ジャンル:戦勇。 お題:たった一つの償い 制限時間:15分 読者:639 人 文字数:1235字 お気に入り:0人

名ばかり勇者の独白

 『勇者』ってなんだろう。多分、それの答えは人それぞれで、価値観によって違うんだろう。
 ただ、ボクに限って言うなら、『勇者』とはただひとり、『勇者クレアシオン』を指すものだった。

 『勇者の子孫』として城に呼ばれたときは驚いたし、喜んだ。飛び上がるくらいに。
 でも心のどこかで、そんなことはないはずだと思ってもいた。
 クレアシオン。千年前の勇者。今も尚魔王を封じているはずの、伝説の勇者。
 その子孫がいたのだったら、千年後に至ってもわかるような系譜があるのなら、それはもっと大々的に知られているはずで、だからつまり、自分が勇者の子孫じゃないことなんてわかっていたのだ。
 それでも『勇者』の二文字を背負えることには高揚したし、憧れに近づけたようで嬉しかった。

 No.45の勇者として王宮戦士とともに旅立って、自分の弱さに涙が出たり、自分付きの王宮戦士からの扱いに別の意味で涙が出たりもしたけれど、それでも概ね楽しい旅だったと思う。まさか魔王が小さな女の子だったり、あまつさえ旅の仲間になるなんて思わなかったけれど、それでも旅は楽しかった。

 楽しい旅なんて、おかしいと思わなかった、自分の愚かさに反吐が出そうになるけれど。


 魔族と出会った。目まぐるしく話は展開して、王宮戦士ロスは千年前の伝説の勇者になった。戻った、というべきなんだろう。
 ボクはただ弱いばかりで、足手まといになるばかりで、何も出来やしなかった。偽物の勇者の子孫は、どこまでだって役立たずだった。
 あいつは笑って、楽しかったぜ、なんて言って、そうして消えた。赤いスカーフだけ残して。

 そうして得た『平和な世界』を、どうしてゆるせるだろう。
 
「魔王はボクが復活させる」

 大言壮語もいいところだった。だけど周りの人たちは、どうしてかそれを許してくれた。協力さえしてくれた。
 なんだって利用するつもりだった。至る過程に良いも悪いも関係なく、ボクはロスが笑っている世界が欲しかった。

 大したことはできないまま、一年。
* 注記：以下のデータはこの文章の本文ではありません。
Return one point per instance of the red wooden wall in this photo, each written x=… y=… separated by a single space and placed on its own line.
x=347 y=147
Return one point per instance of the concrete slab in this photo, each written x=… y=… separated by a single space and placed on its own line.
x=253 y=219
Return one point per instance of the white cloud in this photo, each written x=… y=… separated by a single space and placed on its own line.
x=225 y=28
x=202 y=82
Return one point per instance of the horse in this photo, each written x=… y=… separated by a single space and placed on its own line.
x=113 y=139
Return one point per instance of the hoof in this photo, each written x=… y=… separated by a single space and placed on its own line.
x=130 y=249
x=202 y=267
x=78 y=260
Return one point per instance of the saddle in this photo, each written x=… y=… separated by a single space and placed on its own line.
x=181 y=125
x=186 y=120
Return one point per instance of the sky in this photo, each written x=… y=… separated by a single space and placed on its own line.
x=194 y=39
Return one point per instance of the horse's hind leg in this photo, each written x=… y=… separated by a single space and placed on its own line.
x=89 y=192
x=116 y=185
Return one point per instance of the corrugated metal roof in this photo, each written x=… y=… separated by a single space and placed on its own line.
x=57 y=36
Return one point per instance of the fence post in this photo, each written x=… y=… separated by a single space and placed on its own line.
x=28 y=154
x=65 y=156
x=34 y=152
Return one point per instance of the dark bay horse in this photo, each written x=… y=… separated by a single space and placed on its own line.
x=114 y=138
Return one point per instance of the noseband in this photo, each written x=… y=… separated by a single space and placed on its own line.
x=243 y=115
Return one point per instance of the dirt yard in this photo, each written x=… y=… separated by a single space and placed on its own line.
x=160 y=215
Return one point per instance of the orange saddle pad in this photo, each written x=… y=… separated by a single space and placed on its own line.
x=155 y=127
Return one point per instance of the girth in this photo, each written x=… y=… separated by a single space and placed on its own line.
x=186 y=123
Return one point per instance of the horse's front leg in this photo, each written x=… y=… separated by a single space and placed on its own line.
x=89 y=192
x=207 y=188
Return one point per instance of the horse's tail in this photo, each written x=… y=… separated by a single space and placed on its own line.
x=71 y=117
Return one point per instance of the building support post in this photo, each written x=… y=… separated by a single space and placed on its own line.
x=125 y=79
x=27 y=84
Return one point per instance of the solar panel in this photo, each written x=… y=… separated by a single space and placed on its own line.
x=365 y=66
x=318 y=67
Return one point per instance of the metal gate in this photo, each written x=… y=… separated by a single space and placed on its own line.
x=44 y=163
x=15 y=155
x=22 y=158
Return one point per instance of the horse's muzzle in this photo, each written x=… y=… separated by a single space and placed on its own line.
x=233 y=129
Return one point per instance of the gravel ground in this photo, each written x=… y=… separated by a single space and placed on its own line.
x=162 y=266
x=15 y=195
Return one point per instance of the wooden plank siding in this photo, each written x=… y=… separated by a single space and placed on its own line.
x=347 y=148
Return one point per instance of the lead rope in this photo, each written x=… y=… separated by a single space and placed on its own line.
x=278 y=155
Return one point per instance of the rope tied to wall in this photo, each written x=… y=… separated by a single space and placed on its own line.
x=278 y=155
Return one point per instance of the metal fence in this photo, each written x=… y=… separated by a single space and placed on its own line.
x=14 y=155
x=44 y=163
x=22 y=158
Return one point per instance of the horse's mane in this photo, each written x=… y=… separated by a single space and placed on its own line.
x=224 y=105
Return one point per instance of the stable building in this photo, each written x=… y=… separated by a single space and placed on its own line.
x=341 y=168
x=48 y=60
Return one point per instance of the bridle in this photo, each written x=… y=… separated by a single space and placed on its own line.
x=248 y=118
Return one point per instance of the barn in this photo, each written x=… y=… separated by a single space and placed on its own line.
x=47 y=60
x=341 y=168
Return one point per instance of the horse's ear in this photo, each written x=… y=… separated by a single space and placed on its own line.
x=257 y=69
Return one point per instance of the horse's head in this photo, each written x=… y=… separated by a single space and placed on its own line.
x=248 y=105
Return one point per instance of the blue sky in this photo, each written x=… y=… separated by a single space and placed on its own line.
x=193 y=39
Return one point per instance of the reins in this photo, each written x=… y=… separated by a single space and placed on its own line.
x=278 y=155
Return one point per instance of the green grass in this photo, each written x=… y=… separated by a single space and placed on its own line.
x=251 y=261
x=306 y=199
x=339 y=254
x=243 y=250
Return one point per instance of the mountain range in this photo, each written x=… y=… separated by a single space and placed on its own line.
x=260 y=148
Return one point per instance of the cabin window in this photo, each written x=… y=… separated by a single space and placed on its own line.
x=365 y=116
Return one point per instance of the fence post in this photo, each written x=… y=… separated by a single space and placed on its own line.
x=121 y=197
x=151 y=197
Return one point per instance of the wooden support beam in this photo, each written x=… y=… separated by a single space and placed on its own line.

多少は強くなったけれど、駄々をこねるばかりの弱いボクから脱することはできたけれど、やっぱりボクは役立たずで。
 偶然と奇跡とご都合主義的展開と。ロスは戻ってきた。クレアシオンの旅は終わった。ロスが笑ったから、ボクはなんだって良かった。

 だけど。

 ゆるされてはいけない。償わなくてはいけない。
 『勇者』を背負いながら、勇者にあるまじき目的で動いたボクは、償わないといけない。
 どこまでだって模範的な、大衆の望む『勇者』で在り続けなくてはいけない。

 だから今日もボクは牢屋の中、ひとり過ごす。
 こんなのが償いだなんてちゃんちゃらおかしいけれど、今ボクにできるのはこれくらいのものだから。
 そうしていつか、この身に余る力で世界を救える日が来たら。

 今度こそボクは、『勇者』にならないといけない。

 だってボクは、『勇者』なんだから。